Алине нет дела ни до войны, ни до революции, ни до надвигающейся гибели России. Она ведёт себя так, будто ничего, кроме семейной драмы, во всём мире не происходит. Но и Воротынцев, отчётливее большинства персонажей «Красного Колеса» (если не всех, может быть за исключением Варсонофьева) понимающий роковой ход событий, неустанно обдумывающий планы спасения страны и жаждущий битвы, не может отрешиться от своей домашней печали, не может ни порвать с Алиной, ни равнодушно отодвинуть (хоть на день забыть) изнурительный конфликт.
Суть дела не в том, что истерики жены не дают Воротынцеву сполна отдаться борьбе, мешают ему думать и действовать. Всё это, конечно, так, и будь Георгий в браке счастлив, чувствовал бы он себя в эти тревожные дни бодрее и твёрже. Но ведь и при «крепком тыле» и душевном покое не изобрёл бы волшебного тормоза для Красного Колеса. Как ни жутки выходки несчастной разлюбленной женщины, но не из-за её ломаного характера, себялюбия, душевной бестактности революция победила Россию. Ужас в том, что общая и личная трагедии развиваются параллельно, что одна беда не выбивает клином другую, что мраком затягивается всё бытие.
Потому в прощальном грустном (и, как чувствует герой, продуманном, не истерическом) признании Алины («Знаешь… Иногда мне кажется… что никто из нас… никого… уже давно не любит… Ни ты меня, ни я тебя…») Воротынцев слышит нечто большее, чем печальную и верную догадку о причине его измены и невозможности восстановить отношения с женой. Мало того что «Алина никогда его не любила» (эту обиду он долго от себя таил), что «и он её не любил» (в этом признаться ещё труднее), что и «никакую» женщину он «ещё никогда» не любил (то есть прожил долгие годы без настоящей радости, принимая за неё ту или иную подделку). Всё это только «присказка», подступ к действительно страшному (совершенно обыденному, всем теоретически известному) выводу. «Нет, его прокололо какой-то ещё новой неотвратимостью, ещё глубже.
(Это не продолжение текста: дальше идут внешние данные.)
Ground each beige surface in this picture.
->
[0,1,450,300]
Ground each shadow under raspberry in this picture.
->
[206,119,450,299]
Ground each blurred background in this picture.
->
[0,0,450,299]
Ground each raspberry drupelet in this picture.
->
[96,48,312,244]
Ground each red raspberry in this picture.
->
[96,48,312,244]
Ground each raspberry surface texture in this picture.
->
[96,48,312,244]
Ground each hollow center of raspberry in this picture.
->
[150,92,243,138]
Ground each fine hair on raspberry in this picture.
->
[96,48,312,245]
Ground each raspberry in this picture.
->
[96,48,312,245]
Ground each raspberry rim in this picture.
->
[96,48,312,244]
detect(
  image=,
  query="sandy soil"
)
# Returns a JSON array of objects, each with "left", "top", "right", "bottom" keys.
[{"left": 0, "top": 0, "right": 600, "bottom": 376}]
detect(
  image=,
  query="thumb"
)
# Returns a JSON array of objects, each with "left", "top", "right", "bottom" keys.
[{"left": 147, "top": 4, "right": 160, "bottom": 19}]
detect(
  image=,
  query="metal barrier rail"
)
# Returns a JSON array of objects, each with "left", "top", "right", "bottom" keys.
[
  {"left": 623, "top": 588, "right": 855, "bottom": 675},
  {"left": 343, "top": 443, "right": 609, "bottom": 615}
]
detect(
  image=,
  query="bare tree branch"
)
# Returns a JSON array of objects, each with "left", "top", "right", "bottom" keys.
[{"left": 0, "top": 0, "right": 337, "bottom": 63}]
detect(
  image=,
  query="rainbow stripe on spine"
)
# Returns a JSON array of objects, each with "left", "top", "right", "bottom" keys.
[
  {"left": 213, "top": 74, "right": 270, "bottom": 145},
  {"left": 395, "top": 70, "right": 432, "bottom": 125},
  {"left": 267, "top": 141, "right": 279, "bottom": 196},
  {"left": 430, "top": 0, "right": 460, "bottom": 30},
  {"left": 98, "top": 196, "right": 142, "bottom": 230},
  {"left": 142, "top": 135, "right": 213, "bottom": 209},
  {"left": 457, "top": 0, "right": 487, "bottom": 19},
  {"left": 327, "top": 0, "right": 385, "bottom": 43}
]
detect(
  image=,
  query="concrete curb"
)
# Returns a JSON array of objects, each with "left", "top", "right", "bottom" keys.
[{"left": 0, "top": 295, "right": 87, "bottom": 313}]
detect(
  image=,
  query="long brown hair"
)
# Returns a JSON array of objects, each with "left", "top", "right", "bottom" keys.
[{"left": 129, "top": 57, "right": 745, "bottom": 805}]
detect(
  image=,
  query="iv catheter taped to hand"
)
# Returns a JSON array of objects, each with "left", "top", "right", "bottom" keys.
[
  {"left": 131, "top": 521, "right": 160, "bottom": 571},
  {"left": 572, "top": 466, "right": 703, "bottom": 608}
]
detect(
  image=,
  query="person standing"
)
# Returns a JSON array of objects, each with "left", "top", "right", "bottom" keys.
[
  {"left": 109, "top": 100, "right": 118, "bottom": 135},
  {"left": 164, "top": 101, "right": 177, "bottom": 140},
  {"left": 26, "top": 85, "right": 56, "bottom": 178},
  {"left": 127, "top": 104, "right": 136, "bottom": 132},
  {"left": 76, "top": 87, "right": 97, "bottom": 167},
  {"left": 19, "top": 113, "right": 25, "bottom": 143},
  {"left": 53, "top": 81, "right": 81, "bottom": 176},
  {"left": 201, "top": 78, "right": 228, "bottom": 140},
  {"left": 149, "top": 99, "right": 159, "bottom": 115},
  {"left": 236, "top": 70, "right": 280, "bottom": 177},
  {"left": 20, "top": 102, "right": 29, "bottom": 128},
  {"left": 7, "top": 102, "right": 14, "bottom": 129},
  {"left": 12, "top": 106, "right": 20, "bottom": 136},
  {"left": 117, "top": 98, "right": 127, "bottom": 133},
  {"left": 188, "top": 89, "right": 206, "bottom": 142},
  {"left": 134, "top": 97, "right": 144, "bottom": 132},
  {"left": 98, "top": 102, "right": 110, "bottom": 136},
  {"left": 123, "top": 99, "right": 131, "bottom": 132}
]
Смертностью всего на земле. Обрываемостью всех чувств на земле. (Всех – а не только чувств Воротынцева. Или Ковынёва, Польщикова, ещё кого-то, кто не сумел найти, распознать, удержать свою любовь. – А. Н.) <…>
Со всем, со всем нам придётся расстаться: и друг с другом, и с этим последним солнцем (Воротынцев, проводив Алину, видит «последнюю печальную красоту заката на тополевых вершинах», но в его – и читательском – сознании конкретная пейзажная деталь обретает значение символическое, прочно укоренённое в мифологии и поэзии: и каждому из нас суждено когда-нибудь взглянуть на солнце в последний раз, и само солнце некогда погаснет, о чём и напоминает каждодневный закат. – А. Н.), и с этим городом, и с этой страной.